One-day results on the scale can be deceiving, something I’ll have to remember when the news is bad. This morning, however, the number was good. It was really good. It was 378.8, which means I’m back to having lost more than 25 pounds.

The program I’m doing is pretty simple. I eat regularly and well, but less. I don’t get famished and I don’t get full. And I remember that in the morning I’m going to step on the scale.

As a bonus my hip doesn’t hurt and the heel pain I have with the plantar fasciitis is way down. It may be time to hit the jogging trail again.

Talk to you on Monday, unless another milestone happens sooner.

You and I chat in week 26 of Shedding a big guy

This is what my weight loss represents in meth.

You: Really? You’re telling me this is good news?

Me: Not “good” news necessarily. But it’s not as bad as it looks.

You: How so?

Me: Well, sure, it looks like I gained 7 pounds since the last weigh-in. That much is true. The reality is, though, I had put at least most of that back by the time I decided to make a wholesale change in the plan.

You: So you didn’t gain any weight since then?

Me: This might be where the bad news, if there is such a thing, came in. I swore off weighing myself weekly in favor of monthly weigh-ins. That might not have been the best idea.

You: Why is that?

Me: For one thing, I really don’t know if I gained or lost since then, because I didn’t have a check point. I’m not sure it would have done me good emotionally to know at the time. The other problem is when I’m two weeks away from looking at the scale and reporting to all of you, I can sometimes get a little relaxed about what I’m eating, thinking I still have time to make it up. So I might eat a little too much cereal late at night.

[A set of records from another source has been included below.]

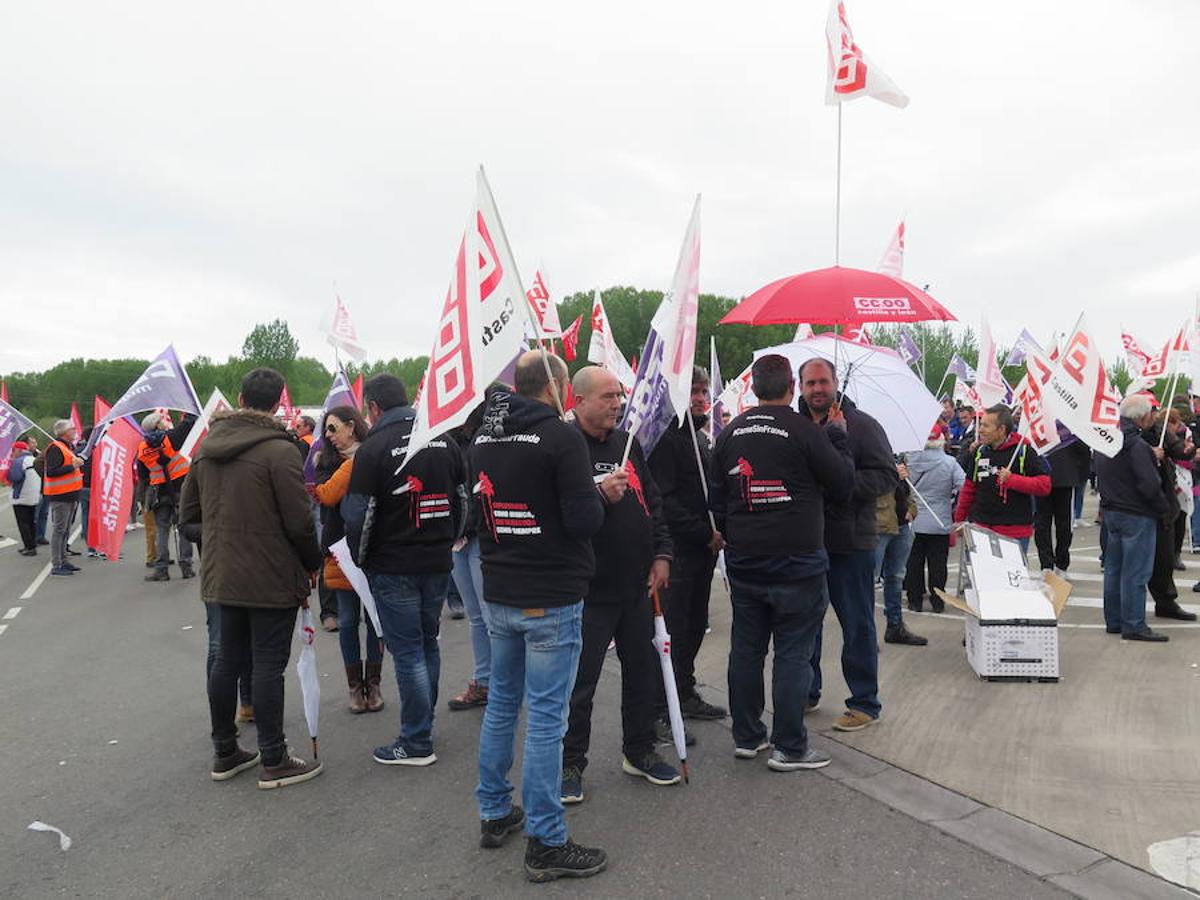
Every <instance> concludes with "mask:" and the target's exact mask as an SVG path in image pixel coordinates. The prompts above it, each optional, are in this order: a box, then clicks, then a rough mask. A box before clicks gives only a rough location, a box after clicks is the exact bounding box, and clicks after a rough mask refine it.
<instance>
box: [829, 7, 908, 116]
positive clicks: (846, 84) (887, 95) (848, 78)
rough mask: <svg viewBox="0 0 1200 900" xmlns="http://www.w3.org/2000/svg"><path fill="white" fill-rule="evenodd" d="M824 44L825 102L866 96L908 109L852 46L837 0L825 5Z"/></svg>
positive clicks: (853, 45)
mask: <svg viewBox="0 0 1200 900" xmlns="http://www.w3.org/2000/svg"><path fill="white" fill-rule="evenodd" d="M826 43H827V44H828V47H829V82H828V84H827V85H826V103H828V104H829V106H835V104H838V103H841V102H844V101H846V100H854V98H856V97H862V96H868V97H875V98H876V100H882V101H883V102H884V103H890V104H892V106H894V107H900V108H904V107H906V106H908V97H907V96H906V95H905V92H904V91H902V90H900V89H899V88H896V85H895V82H893V80H892V79H890V78H888V76H887V73H886V72H884V71H883V70H882V68H880V67H878V66H877V65H876V64H875V62H874V61H872V60H871V58H870V56H868V55H866V54H865V53H863V52H862V50H860V49H859V47H858V44H857V43H854V32H853V31H851V30H850V22H848V20H847V19H846V5H845V4H842V2H840V1H839V0H833V2H832V4H830V5H829V19H828V22H827V23H826Z"/></svg>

You: Or go get a Blizzard at DQ?

Me: I didn’t do that exactly, but there was one day recently where I really went off the rails. Overall, though, I think it was a number of small choices I made here and there that didn’t help. On Friday I ate half a muffin I didn’t need, for example, because I wasn’t hungry. It was good news in that I only ate half, but eating half of something is still half of something. That’s not to say I can’t have a muffin once in a while, but in that moment it probably wasn’t the best thing to do.
If I were to guess when I put the weight back on, I’d say it was before I announced that I wasn’t doing formal diets anymore. For the most part life has been awesome since then. I’ve been a ton happier. I’m three weeks without soda and that has been a monster bonus. I think the next thing I need to work on is getting enough sleep.

You: So how will you report now? Will you be going back to the weekly update?

Me: I think the thing is to focus on the next milestone. I’m 1.4 pounds away from being back to the 20-pound weight loss level. At 20.2 I’ll be back at 5 percent of my body weight lost. Those kind of things are what I will shoot for, and then maybe I’ll report each time I hit one. And I’ll at least write something once a week still. At least every Monday there will be some kind of update.

You: You didn’t mention exercise.

Me: I’ve got to do something there. That’s true. The back injury I had seems to have gone, but the Plantar Fasciitis is lingering, which makes it tough to walk for any real distance. I’ll figure something out.

Bottom Line:
Beginning weight: 404
This week’s weight: 385.4
Last week’s weight: 378.2
Change: +7.2
Total weight lost: -18.6
Weight loss goal: 205
Percentage body weight goal: 50.5 percent
Percentage body weight lost: 4.6 percent
Percentage of goal lost: 9.1 percent
Plans for this week: Happy New Year!